Black-Box-Model

This black-box-model wrapper contains the possibilities to either

  • use pre-trained Pytorch or Tensorflow models or

  • user-specified models by inheriting the abstract class.

Example implementations for both use-cases can be found in our section Examples.

Interface

class models.api.mlmodel.MLModel(data, scaling_method='MinMax', encoding_method='OneHot')

Abstract class to implement custom black-box-model for a given dataset with encoding and scaling processing.

Parameters
data: Data

Dataset inherited from Data-wrapper

scaling_method: str, default: MinMax

Type of used sklearn scaler. Can be set with property setter to any sklearn scaler.
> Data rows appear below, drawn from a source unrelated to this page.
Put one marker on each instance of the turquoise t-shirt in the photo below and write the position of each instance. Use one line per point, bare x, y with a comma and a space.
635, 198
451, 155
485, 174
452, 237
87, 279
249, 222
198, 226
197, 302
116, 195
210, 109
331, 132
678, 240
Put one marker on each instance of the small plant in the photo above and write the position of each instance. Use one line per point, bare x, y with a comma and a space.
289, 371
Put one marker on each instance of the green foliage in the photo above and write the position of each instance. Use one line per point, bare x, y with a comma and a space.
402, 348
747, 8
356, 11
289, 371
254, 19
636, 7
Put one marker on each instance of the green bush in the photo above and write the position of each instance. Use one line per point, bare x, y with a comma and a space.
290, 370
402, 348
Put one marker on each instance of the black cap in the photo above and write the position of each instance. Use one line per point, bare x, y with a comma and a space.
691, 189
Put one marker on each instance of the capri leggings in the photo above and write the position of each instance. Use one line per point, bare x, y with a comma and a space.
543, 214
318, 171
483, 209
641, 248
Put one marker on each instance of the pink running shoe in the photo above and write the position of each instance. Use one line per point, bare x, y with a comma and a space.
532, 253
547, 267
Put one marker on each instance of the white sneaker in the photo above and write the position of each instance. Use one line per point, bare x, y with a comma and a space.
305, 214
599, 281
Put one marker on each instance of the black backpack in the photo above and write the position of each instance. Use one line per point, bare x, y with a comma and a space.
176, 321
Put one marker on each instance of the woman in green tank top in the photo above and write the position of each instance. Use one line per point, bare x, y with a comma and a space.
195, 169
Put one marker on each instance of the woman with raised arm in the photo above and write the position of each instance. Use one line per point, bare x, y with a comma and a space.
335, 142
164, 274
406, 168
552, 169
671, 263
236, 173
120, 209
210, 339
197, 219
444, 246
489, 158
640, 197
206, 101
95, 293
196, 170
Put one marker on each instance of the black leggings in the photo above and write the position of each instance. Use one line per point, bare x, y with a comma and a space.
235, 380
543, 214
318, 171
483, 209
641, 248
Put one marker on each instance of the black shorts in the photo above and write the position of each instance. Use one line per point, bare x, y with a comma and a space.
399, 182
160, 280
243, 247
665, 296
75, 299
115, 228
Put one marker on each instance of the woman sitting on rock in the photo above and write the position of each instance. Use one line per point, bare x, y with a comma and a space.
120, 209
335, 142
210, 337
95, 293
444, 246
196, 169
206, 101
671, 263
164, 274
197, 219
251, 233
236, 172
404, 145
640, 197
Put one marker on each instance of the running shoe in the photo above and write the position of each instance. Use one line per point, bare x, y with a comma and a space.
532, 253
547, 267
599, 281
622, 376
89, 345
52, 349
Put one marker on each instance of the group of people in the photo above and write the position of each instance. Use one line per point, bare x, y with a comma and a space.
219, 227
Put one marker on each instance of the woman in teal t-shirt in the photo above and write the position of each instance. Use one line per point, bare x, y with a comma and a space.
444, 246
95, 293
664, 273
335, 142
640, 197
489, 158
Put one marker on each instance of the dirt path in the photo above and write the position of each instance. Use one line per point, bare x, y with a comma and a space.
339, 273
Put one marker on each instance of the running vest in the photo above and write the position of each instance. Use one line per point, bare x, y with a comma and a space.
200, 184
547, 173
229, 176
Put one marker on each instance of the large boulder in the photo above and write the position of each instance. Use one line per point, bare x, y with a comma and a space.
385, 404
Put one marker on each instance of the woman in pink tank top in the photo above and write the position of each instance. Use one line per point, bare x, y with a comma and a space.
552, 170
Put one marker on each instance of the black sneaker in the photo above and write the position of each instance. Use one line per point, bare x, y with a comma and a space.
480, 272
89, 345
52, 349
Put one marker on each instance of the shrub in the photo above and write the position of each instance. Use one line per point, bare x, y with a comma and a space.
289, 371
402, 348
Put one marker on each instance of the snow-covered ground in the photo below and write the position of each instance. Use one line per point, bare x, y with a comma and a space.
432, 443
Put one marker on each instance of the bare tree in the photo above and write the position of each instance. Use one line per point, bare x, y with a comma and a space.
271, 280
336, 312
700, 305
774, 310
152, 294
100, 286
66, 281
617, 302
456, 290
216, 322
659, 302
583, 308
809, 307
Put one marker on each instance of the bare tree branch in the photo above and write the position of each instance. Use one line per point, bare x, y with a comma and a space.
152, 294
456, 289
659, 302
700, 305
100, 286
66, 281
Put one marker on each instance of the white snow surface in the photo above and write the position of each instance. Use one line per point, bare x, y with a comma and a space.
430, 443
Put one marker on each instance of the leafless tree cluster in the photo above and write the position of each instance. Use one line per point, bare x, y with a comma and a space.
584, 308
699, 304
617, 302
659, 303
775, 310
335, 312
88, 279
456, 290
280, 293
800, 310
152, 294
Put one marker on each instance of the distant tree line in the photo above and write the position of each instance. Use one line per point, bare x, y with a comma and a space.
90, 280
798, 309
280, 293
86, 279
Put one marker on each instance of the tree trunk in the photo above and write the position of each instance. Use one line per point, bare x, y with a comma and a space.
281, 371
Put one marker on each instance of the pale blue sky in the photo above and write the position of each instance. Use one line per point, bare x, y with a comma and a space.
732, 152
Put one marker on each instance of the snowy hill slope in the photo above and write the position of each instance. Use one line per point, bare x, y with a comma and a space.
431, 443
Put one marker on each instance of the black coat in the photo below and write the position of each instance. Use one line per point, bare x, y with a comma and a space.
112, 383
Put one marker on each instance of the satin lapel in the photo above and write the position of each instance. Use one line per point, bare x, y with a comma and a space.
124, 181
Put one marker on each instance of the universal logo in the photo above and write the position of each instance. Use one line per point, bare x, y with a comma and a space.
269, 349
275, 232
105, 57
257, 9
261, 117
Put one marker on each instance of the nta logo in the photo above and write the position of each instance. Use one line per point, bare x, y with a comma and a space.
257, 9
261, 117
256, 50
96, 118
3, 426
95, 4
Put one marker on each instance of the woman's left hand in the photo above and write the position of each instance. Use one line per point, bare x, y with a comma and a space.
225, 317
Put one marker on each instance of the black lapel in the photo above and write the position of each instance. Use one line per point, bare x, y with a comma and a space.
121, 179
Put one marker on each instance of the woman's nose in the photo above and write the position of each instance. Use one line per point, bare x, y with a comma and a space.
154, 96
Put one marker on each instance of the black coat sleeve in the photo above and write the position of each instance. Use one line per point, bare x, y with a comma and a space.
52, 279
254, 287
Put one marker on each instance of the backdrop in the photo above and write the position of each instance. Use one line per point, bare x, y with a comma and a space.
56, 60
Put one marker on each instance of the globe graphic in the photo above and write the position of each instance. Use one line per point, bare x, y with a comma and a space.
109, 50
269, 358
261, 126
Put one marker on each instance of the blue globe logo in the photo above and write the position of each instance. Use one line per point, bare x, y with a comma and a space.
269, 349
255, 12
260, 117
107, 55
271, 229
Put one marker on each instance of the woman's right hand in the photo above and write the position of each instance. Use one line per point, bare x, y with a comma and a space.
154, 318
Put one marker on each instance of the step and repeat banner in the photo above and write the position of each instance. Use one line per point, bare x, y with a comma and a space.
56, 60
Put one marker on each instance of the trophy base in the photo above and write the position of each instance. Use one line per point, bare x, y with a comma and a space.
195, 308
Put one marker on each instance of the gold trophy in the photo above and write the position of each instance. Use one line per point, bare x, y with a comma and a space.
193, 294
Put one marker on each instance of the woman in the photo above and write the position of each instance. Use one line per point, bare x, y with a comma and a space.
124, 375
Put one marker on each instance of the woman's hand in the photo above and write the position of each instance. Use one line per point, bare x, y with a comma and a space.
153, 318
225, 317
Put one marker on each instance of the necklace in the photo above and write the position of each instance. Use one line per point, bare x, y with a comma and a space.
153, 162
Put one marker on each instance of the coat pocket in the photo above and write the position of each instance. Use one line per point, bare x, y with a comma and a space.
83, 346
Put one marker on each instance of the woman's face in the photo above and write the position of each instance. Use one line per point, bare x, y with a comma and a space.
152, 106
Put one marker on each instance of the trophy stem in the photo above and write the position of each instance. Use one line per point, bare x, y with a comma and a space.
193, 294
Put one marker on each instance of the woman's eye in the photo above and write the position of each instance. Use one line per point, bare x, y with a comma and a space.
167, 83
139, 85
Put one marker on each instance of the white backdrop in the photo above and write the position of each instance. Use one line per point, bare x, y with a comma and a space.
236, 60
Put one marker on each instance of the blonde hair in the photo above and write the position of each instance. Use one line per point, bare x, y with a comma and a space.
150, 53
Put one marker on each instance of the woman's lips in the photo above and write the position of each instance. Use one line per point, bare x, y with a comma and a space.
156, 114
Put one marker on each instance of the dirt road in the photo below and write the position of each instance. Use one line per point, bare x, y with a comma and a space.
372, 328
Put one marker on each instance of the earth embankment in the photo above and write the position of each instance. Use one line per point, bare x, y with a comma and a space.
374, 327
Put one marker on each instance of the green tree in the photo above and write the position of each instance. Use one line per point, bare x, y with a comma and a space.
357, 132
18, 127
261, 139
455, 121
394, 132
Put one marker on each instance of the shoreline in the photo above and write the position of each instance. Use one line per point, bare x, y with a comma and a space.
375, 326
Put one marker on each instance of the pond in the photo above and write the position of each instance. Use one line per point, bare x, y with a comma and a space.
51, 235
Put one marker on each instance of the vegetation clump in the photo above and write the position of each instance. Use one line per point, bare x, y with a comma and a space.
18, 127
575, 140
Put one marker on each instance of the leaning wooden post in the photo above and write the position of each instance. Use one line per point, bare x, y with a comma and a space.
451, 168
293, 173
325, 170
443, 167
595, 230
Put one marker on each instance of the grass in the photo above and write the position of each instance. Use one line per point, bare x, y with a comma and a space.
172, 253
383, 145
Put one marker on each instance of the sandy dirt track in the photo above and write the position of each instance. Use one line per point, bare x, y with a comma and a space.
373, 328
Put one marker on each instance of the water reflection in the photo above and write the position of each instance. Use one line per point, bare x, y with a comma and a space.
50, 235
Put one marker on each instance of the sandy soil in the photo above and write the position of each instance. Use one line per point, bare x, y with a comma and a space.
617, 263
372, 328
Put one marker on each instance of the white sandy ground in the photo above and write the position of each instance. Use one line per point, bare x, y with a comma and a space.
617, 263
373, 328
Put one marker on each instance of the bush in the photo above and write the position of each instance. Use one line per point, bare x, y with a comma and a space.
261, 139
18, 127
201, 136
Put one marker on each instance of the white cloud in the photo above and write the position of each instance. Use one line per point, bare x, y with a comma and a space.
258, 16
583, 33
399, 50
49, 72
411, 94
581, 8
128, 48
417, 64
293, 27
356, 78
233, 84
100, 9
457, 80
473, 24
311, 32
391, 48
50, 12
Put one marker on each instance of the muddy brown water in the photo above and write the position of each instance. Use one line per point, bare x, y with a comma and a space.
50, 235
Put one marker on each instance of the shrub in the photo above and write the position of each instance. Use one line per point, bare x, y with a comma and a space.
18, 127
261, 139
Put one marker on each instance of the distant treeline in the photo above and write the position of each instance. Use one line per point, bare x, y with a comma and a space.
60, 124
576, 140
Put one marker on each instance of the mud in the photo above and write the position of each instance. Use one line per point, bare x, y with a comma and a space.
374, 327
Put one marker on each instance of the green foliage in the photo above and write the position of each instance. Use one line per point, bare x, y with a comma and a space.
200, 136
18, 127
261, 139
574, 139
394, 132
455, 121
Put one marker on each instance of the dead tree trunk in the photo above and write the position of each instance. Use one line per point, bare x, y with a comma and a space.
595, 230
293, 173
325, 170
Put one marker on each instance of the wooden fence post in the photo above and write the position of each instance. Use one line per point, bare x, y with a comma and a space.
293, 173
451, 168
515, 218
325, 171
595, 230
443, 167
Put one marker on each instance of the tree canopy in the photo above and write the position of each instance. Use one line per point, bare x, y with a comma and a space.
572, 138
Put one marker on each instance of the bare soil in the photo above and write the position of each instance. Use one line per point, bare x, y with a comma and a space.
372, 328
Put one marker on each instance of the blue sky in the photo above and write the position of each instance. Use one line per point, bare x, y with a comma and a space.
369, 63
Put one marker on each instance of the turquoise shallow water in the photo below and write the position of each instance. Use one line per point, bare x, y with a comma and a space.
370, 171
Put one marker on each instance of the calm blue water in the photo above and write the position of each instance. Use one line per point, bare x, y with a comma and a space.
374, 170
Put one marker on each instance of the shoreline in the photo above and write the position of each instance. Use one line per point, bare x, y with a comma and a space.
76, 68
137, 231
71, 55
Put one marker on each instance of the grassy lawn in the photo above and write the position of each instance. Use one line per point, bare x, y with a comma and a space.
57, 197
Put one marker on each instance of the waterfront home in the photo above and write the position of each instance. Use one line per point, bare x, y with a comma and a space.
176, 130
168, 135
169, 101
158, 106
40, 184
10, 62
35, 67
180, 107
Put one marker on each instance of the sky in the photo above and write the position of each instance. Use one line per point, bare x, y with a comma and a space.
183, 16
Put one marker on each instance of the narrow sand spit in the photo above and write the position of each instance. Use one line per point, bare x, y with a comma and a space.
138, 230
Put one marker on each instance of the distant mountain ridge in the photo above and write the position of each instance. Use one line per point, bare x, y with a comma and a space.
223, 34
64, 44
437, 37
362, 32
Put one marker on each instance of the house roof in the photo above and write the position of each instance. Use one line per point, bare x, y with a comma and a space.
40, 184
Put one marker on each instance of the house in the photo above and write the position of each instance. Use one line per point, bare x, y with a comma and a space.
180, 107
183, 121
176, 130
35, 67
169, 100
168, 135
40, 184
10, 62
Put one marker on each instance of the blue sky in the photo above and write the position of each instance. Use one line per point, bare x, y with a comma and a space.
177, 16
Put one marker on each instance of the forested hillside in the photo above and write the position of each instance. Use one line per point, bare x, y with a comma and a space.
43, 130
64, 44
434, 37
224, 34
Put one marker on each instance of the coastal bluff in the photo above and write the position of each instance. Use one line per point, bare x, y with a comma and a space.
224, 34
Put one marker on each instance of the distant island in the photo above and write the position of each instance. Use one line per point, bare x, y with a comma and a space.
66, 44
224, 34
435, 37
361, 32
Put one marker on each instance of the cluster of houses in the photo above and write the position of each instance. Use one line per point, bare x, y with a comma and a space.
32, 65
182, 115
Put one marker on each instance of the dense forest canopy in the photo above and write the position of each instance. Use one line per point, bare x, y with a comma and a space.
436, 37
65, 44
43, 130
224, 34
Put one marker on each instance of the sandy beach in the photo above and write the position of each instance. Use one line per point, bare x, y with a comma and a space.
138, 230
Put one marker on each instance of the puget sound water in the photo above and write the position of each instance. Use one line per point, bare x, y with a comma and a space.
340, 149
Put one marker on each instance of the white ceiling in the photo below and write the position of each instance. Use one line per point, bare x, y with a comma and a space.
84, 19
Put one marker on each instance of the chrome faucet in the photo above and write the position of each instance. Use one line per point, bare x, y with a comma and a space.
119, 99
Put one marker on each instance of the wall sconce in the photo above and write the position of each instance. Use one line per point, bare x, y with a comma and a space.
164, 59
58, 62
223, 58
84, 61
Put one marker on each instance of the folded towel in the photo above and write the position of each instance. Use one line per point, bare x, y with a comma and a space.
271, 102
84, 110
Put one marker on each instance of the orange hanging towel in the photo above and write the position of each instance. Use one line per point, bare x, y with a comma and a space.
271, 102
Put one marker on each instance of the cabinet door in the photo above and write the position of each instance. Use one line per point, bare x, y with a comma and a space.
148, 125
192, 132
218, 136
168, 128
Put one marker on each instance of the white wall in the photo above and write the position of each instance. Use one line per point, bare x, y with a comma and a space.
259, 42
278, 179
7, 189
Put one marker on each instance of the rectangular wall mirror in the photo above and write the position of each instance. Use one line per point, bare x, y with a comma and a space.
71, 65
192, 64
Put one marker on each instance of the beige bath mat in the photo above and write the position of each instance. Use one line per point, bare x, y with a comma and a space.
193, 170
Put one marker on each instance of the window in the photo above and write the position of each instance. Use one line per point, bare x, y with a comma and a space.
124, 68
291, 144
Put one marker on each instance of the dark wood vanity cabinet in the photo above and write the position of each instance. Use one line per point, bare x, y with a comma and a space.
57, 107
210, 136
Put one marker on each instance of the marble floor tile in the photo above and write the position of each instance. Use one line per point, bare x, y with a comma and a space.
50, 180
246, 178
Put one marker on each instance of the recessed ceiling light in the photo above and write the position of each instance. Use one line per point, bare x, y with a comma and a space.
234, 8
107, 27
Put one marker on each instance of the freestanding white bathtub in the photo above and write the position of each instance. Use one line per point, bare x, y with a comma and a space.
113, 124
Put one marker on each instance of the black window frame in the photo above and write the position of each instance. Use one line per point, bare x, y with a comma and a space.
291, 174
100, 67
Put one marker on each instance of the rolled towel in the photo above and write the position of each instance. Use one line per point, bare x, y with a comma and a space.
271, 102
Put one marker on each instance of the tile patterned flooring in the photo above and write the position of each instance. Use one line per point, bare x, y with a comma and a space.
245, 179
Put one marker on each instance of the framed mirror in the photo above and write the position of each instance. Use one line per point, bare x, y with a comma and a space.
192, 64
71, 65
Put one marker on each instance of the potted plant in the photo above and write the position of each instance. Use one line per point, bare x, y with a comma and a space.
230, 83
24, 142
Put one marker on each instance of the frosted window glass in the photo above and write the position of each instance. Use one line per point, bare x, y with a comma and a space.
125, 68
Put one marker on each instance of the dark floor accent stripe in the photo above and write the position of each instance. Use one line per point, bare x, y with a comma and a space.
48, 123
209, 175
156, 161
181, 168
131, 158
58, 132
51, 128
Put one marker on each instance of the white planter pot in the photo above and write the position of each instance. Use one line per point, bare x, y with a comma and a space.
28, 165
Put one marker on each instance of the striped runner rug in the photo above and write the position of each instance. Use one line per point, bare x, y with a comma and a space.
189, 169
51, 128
encoding_method: str, default: OneHot

Type of OneHotEncoding [OneHot, OneHot_drop_binary]. Additional drop binary decides if one column is dropped for binary features. Can be set with property setter to any sklearn encoder.

Returns
None
Attributes
backend

Describes the type of backend which is used for the classifier.

data

Contains the data.api.Data dataset.

encoder

Contains a fitted sklearn encoder:

feature_input_order

Saves the required order of feature as list.

raw_model

Contains the raw ml model built on its framework

scaler

Contains a fitted sklearn scaler.

Methods

predict:

One-dimensional prediction of ml model for an output interval of [0, 1].

predict_proba:

Two-dimensional probability prediction of ml model

abstract property backend

Describes the type of backend which is used for the classifier.

E.g., tensorflow, pytorch, sklearn, …

Returns
str
property data: carla.data.api.Data

Contains the data.api.Data dataset.

Returns
carla.data.Data
Return type

Data

property encoder: sklearn.base.BaseEstimator

Contains a fitted sklearn encoder:

Returns
sklearn.preprocessing.BaseEstimator
Return type

BaseEstimator

abstract property feature_input_order

Saves the required order of feature as list.

Prevents confusion about correct order of input features in evaluation

Returns
list of str
abstract predict(x)

One-dimensional prediction of ml model for an output interval of [0, 1].

Shape of input dimension has to be always two-dimensional (e.g., (1, m), (n, m))

Parameters
xnp.Array or pd.DataFrame

Tabular data of shape N x M (N number of instances, M number of features)

Returns
iterable object

Ml model prediction for interval [0, 1] with shape N x 1

abstract predict_proba(x)

Two-dimensional probability prediction of ml model

Shape of input dimension has to be always two-dimensional (e.g., (1, m), (n, m))

Parameters
xnp.Array or pd.DataFrame

Tabular data of shape N x M (N number of instances, M number of features)

Returns
iterable object

Ml model prediction with shape N x 2

abstract property raw_model

Contains the raw ml model built on its framework

Returns
object

Classifier, depending on used framework

property scaler: sklearn.base.BaseEstimator

Contains a fitted sklearn scaler.

Returns
sklearn.preprocessing.BaseEstimator
Return type

BaseEstimator

Catalog

class models.catalog.catalog.MLModelCatalog(data, model_type, backend='tensorflow', cache=True, models_home=None, use_pipeline=False, load_pretrained=True, **kws)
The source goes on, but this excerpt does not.